My old synodical bishop was a very clever fellow. He used to caution me about giving out too much personal information. He figured there were probably a lot of things the average parishioner just didn’t need to know. “There are nineteen interpretations for everything you say,” he’d tell me, “and eighteen of them are wrong.”

Sometimes it’s just a good idea to keep stuff to yourself. I think that explains the “Messianic Secret” which gets introduced in the gospel lesson in the Revised Common Lectionary for Epiphany 5, Year B (Mark 1:29-39). Jesus, if you’ll recall from last week, has just performed a miraculous healing of a man possessed by an unclean spirit in the local synagogue. People get really excited about this and start talking it up. When Jesus leaves the synagogue and enters the home of his friends Simon and Andrew, he finds Simon’s mother-in-law down sick with a fever.
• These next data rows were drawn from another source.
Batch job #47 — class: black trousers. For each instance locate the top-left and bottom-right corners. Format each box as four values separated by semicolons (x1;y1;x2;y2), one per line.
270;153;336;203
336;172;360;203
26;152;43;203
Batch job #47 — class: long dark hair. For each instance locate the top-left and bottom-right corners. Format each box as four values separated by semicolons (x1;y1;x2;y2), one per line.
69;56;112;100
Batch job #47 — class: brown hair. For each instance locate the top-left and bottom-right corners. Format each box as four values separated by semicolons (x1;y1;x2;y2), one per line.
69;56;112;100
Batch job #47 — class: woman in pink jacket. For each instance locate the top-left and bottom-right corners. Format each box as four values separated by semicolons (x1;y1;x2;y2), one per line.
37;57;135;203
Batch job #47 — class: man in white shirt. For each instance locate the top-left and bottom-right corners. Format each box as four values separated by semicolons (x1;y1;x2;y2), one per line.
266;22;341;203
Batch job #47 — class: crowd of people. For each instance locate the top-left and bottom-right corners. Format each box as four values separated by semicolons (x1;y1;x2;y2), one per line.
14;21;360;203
I guess since there’s no other woman there to do the cooking in this male-dominated society, Jesus heals the old gal, and she immediately gets up and starts serving the guys.

(You’d think he’d let her rest a bit, but maybe, being a Jewish mother, she couldn’t rest when there was food to be cooked!)

Suddenly Jesus finds himself to be quite famous. He doesn’t even get a chance to finish dinner before the whole town starts trotting out the sick and demonically possessed hoping he’ll heal them—which, of course, he does. However, he won’t let the demons speak to him. He knows they know who he really is, and he’d rather keep that tidbit of information to himself just at the moment.

Why? I’m guessing it’s because the folks just wouldn’t understand. The demon in the synagogue dimed Jesus out as “the Holy One of God” (verse.24). That wasn’t something Jesus wanted shouted, because he might’ve figured that the local folks would think he was going to be some kind of Davidic king who would free them from their oppressors and give them everything they think they wanted. But that’s not what this messiah came to do.

The next day Jesus goes out to pray by himself. He’s had enough of the crowds cheering his celebrity. He needs a few minutes to connect with God, but the disciples run and find him and tell him that everyone is looking for him. His response is to move on to the neighboring towns and proclaim the kingdom of God. He doesn’t want to stay in Capernaum and take a curtain call. Fame isn’t what he’s after. It also seems to me that he’s not that interested in the individual acts of healing, either.

Jesus says that his mission is to proclaim the message. He might be able to do this through healing and casting out unclean spirits, but such spectacular shows of divine power may have only a minimal effect. Yes, the sick were made well, but they would eventually die some other day. What would their lives be like in the interval between their healing and their death? Would they know the kingdom of God was with them, and would they be able to praise God in all their circumstances and see God’s presence in those around them?

A physical cure is only temporary, but the knowledge of God is a permanent lifestyle. We all call for Jesus when we’re sick or in trouble, but do we know to praise him when we’re well fed and healthy?

You just have to admire Jesus in this lesson. I mean, he’s really being pretty classy, and I think we can learn something from the way he operates. After all, what really matters? Doing the righteous work of God, or being praised for doing it?


God be with you, my friends. Keep proclaiming the Kingdom!